Flowers that work well for drying should have either nice color, texture, structure or a combination when dried. It is also important that you find the flower appealing. The most important characteristic is they maintain a strong structure after being dried.
Many types of flowers work well for drying. Perennials and shrubs with large blooms such as peonies (Paeonia spp.), roses (Rosa spp.) and hydrangeas (Hydrangea spp.), dry very similar to their fresh shapes.
Great dried annual flowers include plants such as sunballs (Craspedia globosa), globe amaranth (Gomphrena globosa), bunny tails (Lagurus ovatus), statice (Limonium sinuatum) and strawflower (Bracteantha bracteata).
Perennials that work well for drying include many ornamental grasses, lavender (Lavandula spp.) and globe thistle (Echinops ritro).
Another idea is to use dried seed pods from poppies (Papaver spp.), globe allium (Allium ‘globemaster’), sensitive fern (Onoclea sensibilis) or blue-flag iris (Iris versicolor), among others.
To start, select healthy plants free of disease, fungus or decay. Pick flower heads at peak, or almost fully, in bloom. Using flowers that are past peak bloom may not have the same visual impact as flowers picked just before.
There are several techniques for drying flowers. The way I like to dry flowers is to hang them upside down from a string. I try to cut the flower with 6 to 10 inches of stem, and tie or wrap the string around the stem.

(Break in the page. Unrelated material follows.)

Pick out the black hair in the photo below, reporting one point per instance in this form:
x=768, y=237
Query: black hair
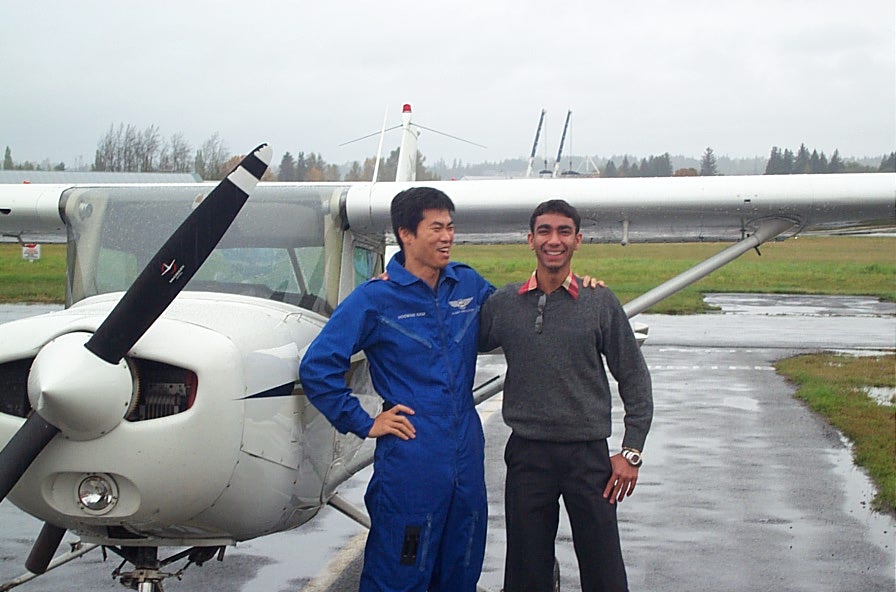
x=555, y=206
x=408, y=206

For peonies (Paeonia spp.) and other larger flowers, you will want to dry the stems individually. For smaller, thinner flowers on stalks, such as lavender (Lavandula spp.) or ornamental grasses, you can make small bundles and secure with rubber bands, and dry them in a group.

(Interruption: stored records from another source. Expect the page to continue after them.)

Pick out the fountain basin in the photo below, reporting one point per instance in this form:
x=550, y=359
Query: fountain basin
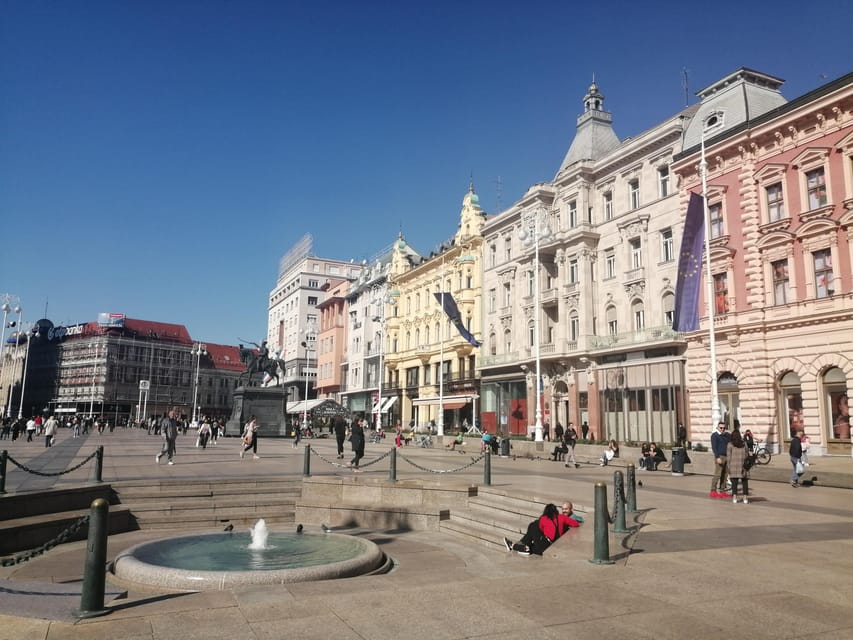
x=216, y=561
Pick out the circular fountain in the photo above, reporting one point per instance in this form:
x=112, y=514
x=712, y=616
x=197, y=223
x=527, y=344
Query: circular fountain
x=216, y=561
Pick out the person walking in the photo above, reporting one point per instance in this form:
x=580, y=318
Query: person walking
x=50, y=428
x=719, y=447
x=340, y=428
x=736, y=455
x=796, y=453
x=169, y=429
x=357, y=442
x=250, y=438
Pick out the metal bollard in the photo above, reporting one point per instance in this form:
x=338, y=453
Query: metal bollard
x=619, y=525
x=3, y=455
x=98, y=471
x=95, y=567
x=601, y=551
x=632, y=489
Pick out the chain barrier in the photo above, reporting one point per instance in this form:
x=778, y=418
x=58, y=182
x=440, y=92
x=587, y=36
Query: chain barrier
x=462, y=468
x=24, y=467
x=400, y=455
x=47, y=546
x=346, y=465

Depending on your preferences, you may want to remove any unwanted foliage before drying your flowers.
Make sure to pick a space to dry the flowers that is warm, dry and has good airflow. Allow the flowers to dry until they do not show signs of moisture, about two to three weeks. Inspect your flowers before using and discard any that show signs of mold or decay.
You can use your flowers as decorations in floral arrangements in vases, incorporated into wreaths, layered into jars as visual potpourri or in endless craft projects.
The great thing about trying to dry flowers for the first time is you don’t need to take it too seriously. Instead, cut a few stems of flowers you think might be nice and dry them. If you like the results, you can dry more the following year. You never know what might look nice dried.
If you’re looking for more information on types of flowers to dry, talk to your local greenhouse, or look at seed catalogues for lists of flowers for drying.
Want more information on other drying techniques? Check out cooperative extension resources online or books on drying flowers from your local library.
Here’s to making summer last a little bit longer with dried flowers.
Bonnie Kirn Donahue is a UVM Extension Master Gardener and landscape designer from central Vermont.